Bundesminister Rupprechter: Sixtus Lanner Stipendium vergeben

Auszeichnung für außerordentliche Studienerfolge zur Entwicklung des ländlichen Raums

Das Bundesministerium für Land- und Forstwirtschaft, Umwelt und Wasserwirtschaft (BMLFUW) hat heute, Dienstag, zum zweiten Mal das Sixtus Lanner Stipendium vergeben. Mit diesem Leistungsstipendium werden besonders innovative wissenschaftliche Arbeiten zur Entwicklung des ländlichen Raums gewürdigt. Namensgeber ist der Vordenker des ländlichen Raums Dr. Sixtus Lanner, Voraussetzung für den Erhalt dieses Stipendiums war eine sehr gute Studienleistung sowie eine herausragende Masterarbeit oder Dissertation. „Sixtus Lanner ist ein Visionär. Mit dieser Auszeichnung möchten wir sein Lebenswerk ehren und junge Menschen unterstützen, die ebenfalls visionäre Ideen für den ländlichen Raum haben. Ihre innovativen Lösungsansätze werden starke Impulse setzen“, erklärte Bundesminister Andrä Rupprechter anlässlich der Verleihung.

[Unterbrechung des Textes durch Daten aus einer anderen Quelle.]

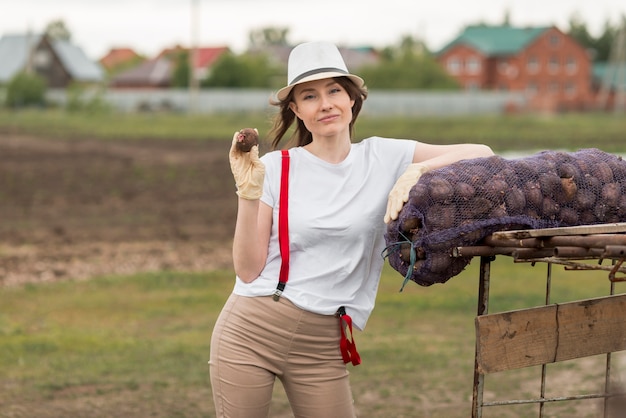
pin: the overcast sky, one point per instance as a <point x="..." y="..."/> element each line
<point x="151" y="25"/>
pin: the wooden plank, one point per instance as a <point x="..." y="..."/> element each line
<point x="566" y="230"/>
<point x="547" y="334"/>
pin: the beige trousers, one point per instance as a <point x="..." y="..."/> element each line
<point x="256" y="340"/>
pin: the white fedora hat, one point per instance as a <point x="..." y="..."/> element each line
<point x="314" y="61"/>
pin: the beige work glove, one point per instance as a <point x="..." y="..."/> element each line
<point x="399" y="194"/>
<point x="248" y="171"/>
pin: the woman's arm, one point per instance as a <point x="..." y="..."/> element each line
<point x="251" y="239"/>
<point x="437" y="156"/>
<point x="428" y="157"/>
<point x="254" y="218"/>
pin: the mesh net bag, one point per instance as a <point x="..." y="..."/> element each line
<point x="460" y="204"/>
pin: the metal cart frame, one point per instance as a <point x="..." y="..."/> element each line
<point x="576" y="248"/>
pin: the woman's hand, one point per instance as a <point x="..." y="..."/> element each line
<point x="248" y="171"/>
<point x="399" y="194"/>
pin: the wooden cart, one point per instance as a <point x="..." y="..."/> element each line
<point x="552" y="332"/>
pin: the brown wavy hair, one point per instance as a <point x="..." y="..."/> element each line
<point x="301" y="135"/>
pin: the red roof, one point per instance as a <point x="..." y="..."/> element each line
<point x="118" y="56"/>
<point x="206" y="55"/>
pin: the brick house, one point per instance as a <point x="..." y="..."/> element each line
<point x="118" y="58"/>
<point x="59" y="62"/>
<point x="549" y="66"/>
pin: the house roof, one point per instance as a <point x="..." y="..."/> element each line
<point x="155" y="72"/>
<point x="206" y="56"/>
<point x="611" y="74"/>
<point x="118" y="56"/>
<point x="15" y="49"/>
<point x="496" y="40"/>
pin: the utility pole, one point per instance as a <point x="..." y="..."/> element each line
<point x="615" y="73"/>
<point x="193" y="58"/>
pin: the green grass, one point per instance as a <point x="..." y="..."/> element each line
<point x="502" y="133"/>
<point x="141" y="343"/>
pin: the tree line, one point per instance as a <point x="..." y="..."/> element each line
<point x="395" y="70"/>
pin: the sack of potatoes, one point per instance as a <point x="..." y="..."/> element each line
<point x="460" y="204"/>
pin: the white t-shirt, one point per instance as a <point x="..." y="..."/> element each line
<point x="336" y="228"/>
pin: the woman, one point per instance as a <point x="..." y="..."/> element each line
<point x="340" y="195"/>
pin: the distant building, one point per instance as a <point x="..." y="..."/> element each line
<point x="157" y="72"/>
<point x="59" y="62"/>
<point x="552" y="68"/>
<point x="120" y="58"/>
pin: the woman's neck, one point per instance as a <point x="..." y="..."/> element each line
<point x="333" y="151"/>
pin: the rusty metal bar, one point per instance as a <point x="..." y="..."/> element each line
<point x="568" y="250"/>
<point x="578" y="252"/>
<point x="585" y="241"/>
<point x="483" y="309"/>
<point x="544" y="367"/>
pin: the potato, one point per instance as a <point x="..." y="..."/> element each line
<point x="246" y="139"/>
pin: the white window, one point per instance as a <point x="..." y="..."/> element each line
<point x="554" y="64"/>
<point x="42" y="58"/>
<point x="454" y="65"/>
<point x="503" y="66"/>
<point x="570" y="89"/>
<point x="571" y="65"/>
<point x="554" y="40"/>
<point x="473" y="65"/>
<point x="532" y="65"/>
<point x="472" y="86"/>
<point x="553" y="87"/>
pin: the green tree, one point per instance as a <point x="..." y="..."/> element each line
<point x="604" y="43"/>
<point x="601" y="46"/>
<point x="408" y="66"/>
<point x="26" y="89"/>
<point x="245" y="70"/>
<point x="57" y="30"/>
<point x="578" y="31"/>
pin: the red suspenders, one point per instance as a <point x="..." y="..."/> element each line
<point x="348" y="347"/>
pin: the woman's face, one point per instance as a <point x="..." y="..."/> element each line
<point x="324" y="107"/>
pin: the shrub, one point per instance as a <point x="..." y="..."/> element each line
<point x="26" y="89"/>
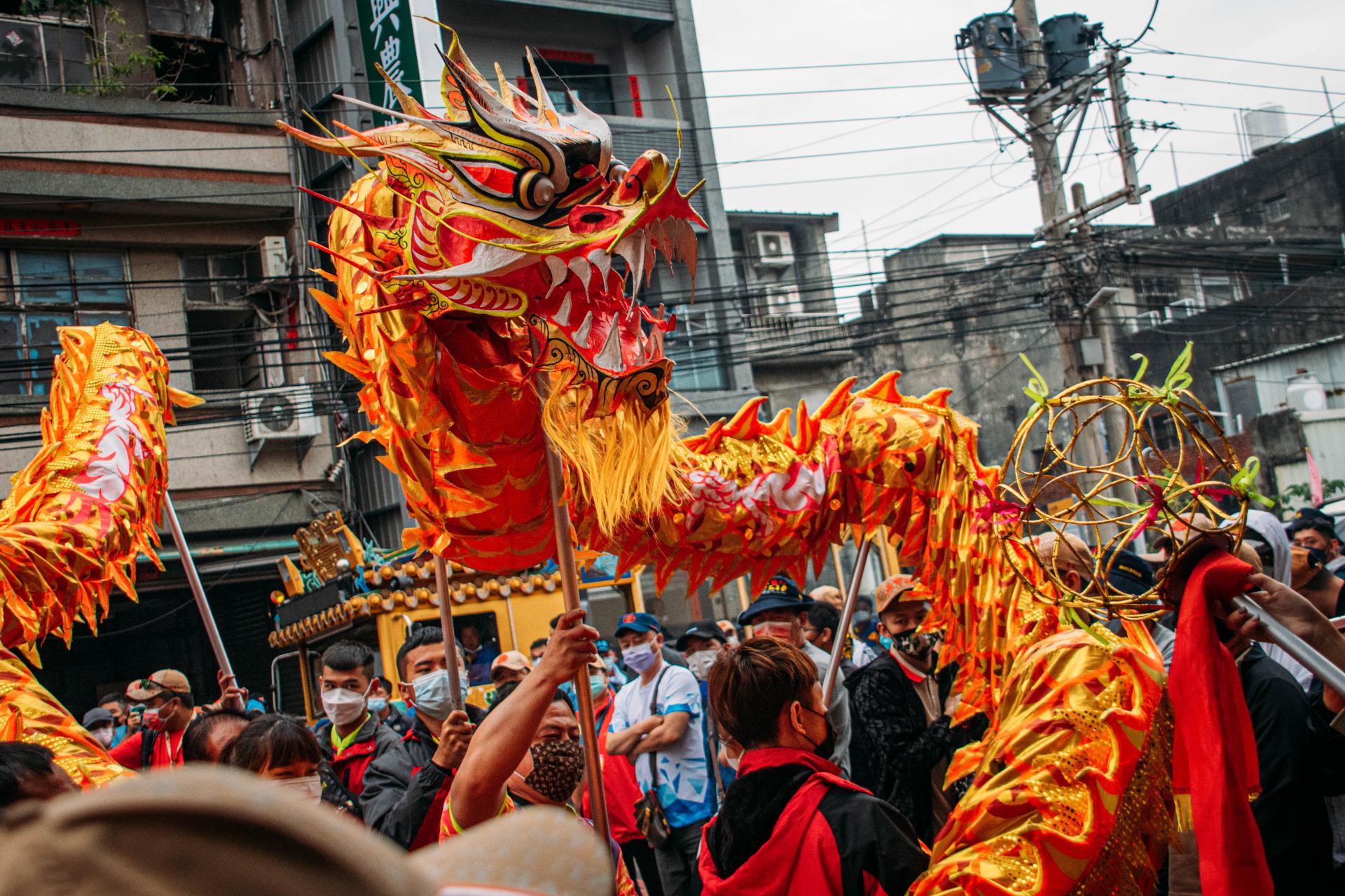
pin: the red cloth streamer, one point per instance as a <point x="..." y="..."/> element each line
<point x="1213" y="748"/>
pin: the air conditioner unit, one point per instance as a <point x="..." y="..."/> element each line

Das Leistungsstipendium wurde an zwei Preisträgerinnen vergeben. Die Gewinnerin der Kategorie „International“ ist Verena Gramm aus Südtirol. Derzeit forscht sie über „Soziale Landwirtschaft“ am Institut für Regionalentwicklung an der Eurac Research in Bozen. Ihre an der Universität für Bodenkultur Wien eingereichte Masterarbeit „Sichtweisen und Erfahrungen von AkteurInnen sozialer Landwirtschaft in Südtirol mit Berücksichtigung der Auswirkungen auf das Sozialkapital von LandwirtInnen“ ist eine empirisch-analytische Arbeit. Am Beispiel Südtirol beschäftigt sie sich mit verschiedenen Formen von sozialen Dienstleistungen am Bauernhof, den dahinterliegenden Motivationen, unterstützenden oder hemmenden Faktoren und den daraus zu ziehenden Schlüssen für ein in Vorbereitung befindliches Landesgesetz zur sozialen Landwirtschaft. Die Jury hat sich entschieden, diese Masterarbeit auszuzeichnen, weil sie ein hochaktuelles Thema aufgreift, einem integrativen thematischen Ansatz ländlicher Entwicklung folgt und einen großen Erkenntnisgewinn beinhaltet.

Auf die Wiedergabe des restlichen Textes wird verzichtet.